Line 1 breaks aliasing rules. Line 2, however, is OK wrt. aliasing rules. The question is: why? Does the compiler have special built-in knowledge about functions such as memcpy, or are there some other rules that make memcpy OK? Is there a way of implementing memcpy-like functions in standard C without breaking the aliasing rules?

up vote 14 down vote accepted

The C Standard is quite clear on it. The effective type of the object named by p is void*, because it has a declared type, see 6.5/6. The aliasing rules in C99 apply to reads and writes, and the write to void* through an unsigned lvalue in (1) is undefined behavior according to 6.5/7.

In contrast, the memcpy of (2) is fine, because unsigned char* can alias any object (6.5/7). The Standard defines memcpy at 7.21.2/1 as

For all functions in this subclause, each character shall be interpreted as if it had the type unsigned char (and therefore every possible object representation is valid and has a different value).

The memcpy function copies n characters from the object pointed to by s2 into the object pointed to by s1. If copying takes place between objects that overlap, the behavior is undefined.

However if there exist a use of p afterwards, that might cause undefined behavior depending on the bitpattern. If such a use does not happen, that code is fine in C.


According to the C++ Standard, which in my opinion is far from clear on the issue, i think the following holds. Please don't take this interpretation as the only possible - the vague/incomplete specification leaves a lot of room for speculation.

Line (1) is problematic because the alignment of &p might not be ok for the unsigned type. It changes the type of the object stored in p to be unsigned int. As long as you don't access that object later on through p, aliasing rules are not broken, but alignment requirements might still be.

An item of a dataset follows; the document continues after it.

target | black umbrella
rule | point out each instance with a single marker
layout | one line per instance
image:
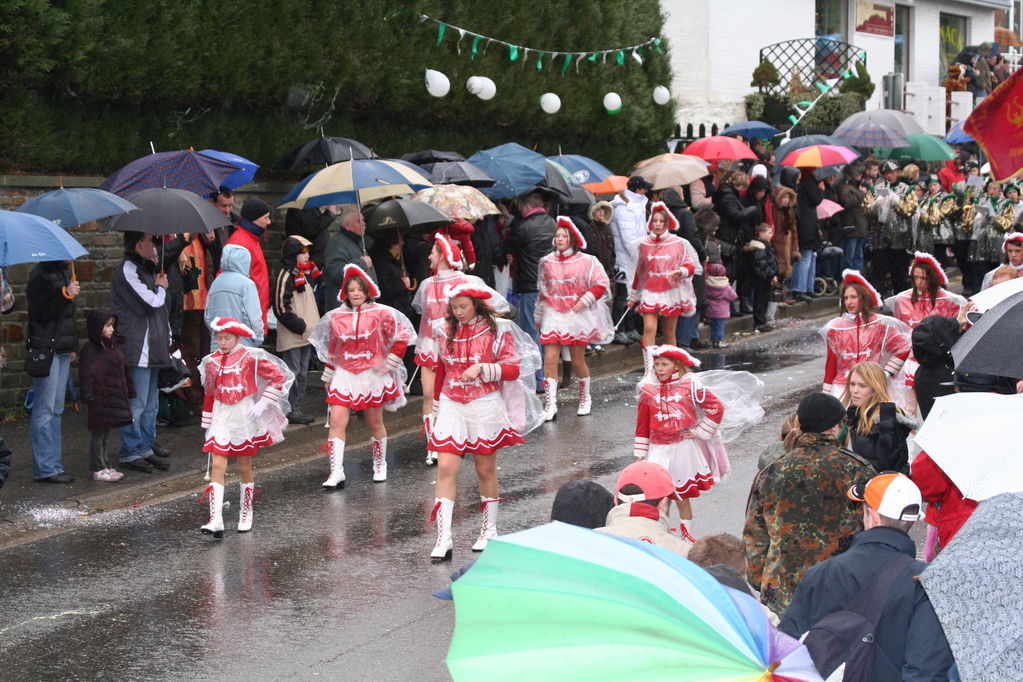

Line (2) however has no alignment problems, and is thus valid, as long as you don't access p afterwards as a void*, which might cause undefined behavior depending on how the void* type interprets the stored bitpattern. I don't think that the type of the object is changed thereby.

There is a long GCC Bugreport that also discusses the implications of a write through a pointer that resulted from such a cast and what the difference to placement-new is (people on that list aren't agreeing what it is).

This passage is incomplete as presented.